By Alex Tisthammer
Garden refuges serving as calming environments date back as far as 2000 BC in Mesopotamia. Persians in 500 BC created gardens that were arranged harmoniously, had calming water features, and were centered around satisfying all the senses. Not only is being in nature enjoyable, but it also can improve many aspects of mental health, concentration, and focus. During the height of the COVID pandemic, many (including myself) sought refuge in their backyards, wanting to create spaces to retreat to that might alleviate some of the immense stress that was going on in the outside world.
“When the world wearies and society fails to satisfy, there is always the garden”
– Minnie Aumonier
It comes as no surprise that horticulture therapy has been shown to have a myriad of benefits even beyond mental health. It can help with developing motor skills, deeper concentration, stamina, hand-eye coordination, and a sense of independence and control. Depending on who the therapeutic garden is for, it can be as specific or as vague as it needs to be. It can simply be a calming environment for you to escape to at the end of the day, or a garden specifically for people with disabilities. Therapeutic gardens are designed to meet the particular needs of a specific patient population. There are several different types of therapeutic gardens. Sensory gardens, healing/restorative gardens, enabling gardens, and rehabilitation gardens. In many cases these different types can intertwine and merge to meet multiple needs.

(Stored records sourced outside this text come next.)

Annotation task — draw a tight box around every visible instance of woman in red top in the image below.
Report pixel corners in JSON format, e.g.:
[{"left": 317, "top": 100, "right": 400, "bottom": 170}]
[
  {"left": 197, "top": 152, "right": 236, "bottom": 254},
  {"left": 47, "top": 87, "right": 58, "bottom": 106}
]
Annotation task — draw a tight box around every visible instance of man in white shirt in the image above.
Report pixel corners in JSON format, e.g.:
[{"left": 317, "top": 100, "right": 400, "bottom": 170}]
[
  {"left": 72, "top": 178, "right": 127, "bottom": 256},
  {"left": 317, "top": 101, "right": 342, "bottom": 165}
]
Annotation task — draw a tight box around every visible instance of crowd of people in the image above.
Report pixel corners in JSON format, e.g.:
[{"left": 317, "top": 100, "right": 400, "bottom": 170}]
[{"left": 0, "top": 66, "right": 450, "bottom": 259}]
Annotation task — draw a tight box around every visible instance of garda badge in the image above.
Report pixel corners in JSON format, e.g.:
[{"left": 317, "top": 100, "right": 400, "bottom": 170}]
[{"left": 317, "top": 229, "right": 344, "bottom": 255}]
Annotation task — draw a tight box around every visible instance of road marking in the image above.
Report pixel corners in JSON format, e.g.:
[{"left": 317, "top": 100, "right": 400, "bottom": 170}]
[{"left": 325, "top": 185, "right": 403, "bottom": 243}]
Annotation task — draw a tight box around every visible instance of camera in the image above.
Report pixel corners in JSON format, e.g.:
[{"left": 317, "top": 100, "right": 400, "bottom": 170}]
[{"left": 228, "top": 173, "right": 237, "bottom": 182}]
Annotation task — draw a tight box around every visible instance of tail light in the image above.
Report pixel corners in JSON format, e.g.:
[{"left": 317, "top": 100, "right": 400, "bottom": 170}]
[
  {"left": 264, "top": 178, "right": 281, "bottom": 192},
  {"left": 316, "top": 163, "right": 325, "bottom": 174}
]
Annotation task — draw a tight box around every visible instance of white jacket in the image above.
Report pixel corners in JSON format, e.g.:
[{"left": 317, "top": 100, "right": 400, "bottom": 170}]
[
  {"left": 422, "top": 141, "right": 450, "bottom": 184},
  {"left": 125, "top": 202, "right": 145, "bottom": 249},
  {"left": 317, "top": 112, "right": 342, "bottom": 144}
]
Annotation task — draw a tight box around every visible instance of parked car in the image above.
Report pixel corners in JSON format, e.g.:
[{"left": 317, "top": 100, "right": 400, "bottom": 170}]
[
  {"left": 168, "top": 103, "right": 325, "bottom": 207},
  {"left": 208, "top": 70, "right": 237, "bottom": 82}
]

A sensory garden is pleasing and stimulating to various senses. Plants that are medicinal or edible are very commonly incorporated because they often stimulate more than one sense. We have a couple of wonderful sensory gardens not too far from home, one at The Gardens on Spring Creek and another at the Denver Botanical Gardens. Gardens on Spring Creek’s Fragrance Garden is designed to highlight plants that are aromatic, either their flowers or foliage. The raised bed format makes it more easily enjoyed by people of all abilities. DBG’s sensory garden is centered on providing an immersive area where visitors can interact with plants in a calming environment and promotes health and wellbeing through sensory engagement. The area is also where the Gardens hold therapeutic workshops and activities.
Healing and restorative gardens are synonymous with each other. These gardens help reduce stress, relieve symptoms, improve wellbeing, and provide a sense of hopefulness. If you are interested in creating one of these gardens for yourself or for a loved one, it should be in an environment that is somewhat quiet, somewhere that feels like you’re away from the stress of everyday life. A water feature is often used for a pleasant background noise. Plant grasses, shrubs, trees and perennials that benefit the person experiencing the garden as well as the creatures that will inhabit it. Grasses provide food and shelter for pollinators and are calming to look at and listen to when the leaves sway in the breeze. Shrubs like elderberries and serviceberries are excellent food sources for birds. Asters, penstemon, and salvia are great for butterflies, hummingbirds, and bees. Plants that bring back fond memories through touch, taste, or smell are wonderful for people with Alzheimer’s or other forms of dementia.
Another approach to therapeutic spaces is creating enabling gardens. These are created to be adaptive to people of all ages and abilities. This includes having handicapped-accessible pathways and entrances, an easy to navigate (usually circular) layout, planter boxes and potting benches of various heights to allow access for everyone, and adaptive tools kept in an easy access tool shed. Providing shady areas to sit and enjoy the garden is also very important for those that choose to enjoy the garden in a more secluded setting. This is another situation where sensory plants are used. For example, visually appealing plants are good for some but for the visually impaired it’s important to have plants that are enjoyable to touch and smell.
Rehabilitation gardens are designed to be an extension of the therapies and services that are offered in the hospitals or rehabilitation centers where the gardens are located. Walking along pathways, steps and using benches are furthering the rehab process in a more relaxed and enjoyable setting than inside the hospital. In Sweden these types of gardens were developed for people with stress disorders like burnout and fatigue, the most common cause of sick leave in the country since the 1990’s. A study of one of these gardens showed that asking patients to do activities related to nature and seeing the metaphors about life within gardening (raking leaves, sowing seeds, weeding, etc) enhanced the progress of more traditional therapies.
There are a variety of different therapeutic gardens that can be created for a variety of different people. You can create something for yourself or a loved one with any space you have, whether it be a few potted herbs on a patio or a whole landscape to enjoy and heal in. Create something that you can find joy in and connect with the outside world.
“The lesson I have thoroughly learned, and wish to pass on to others, is to know the enduring happiness that the love a garden gives.”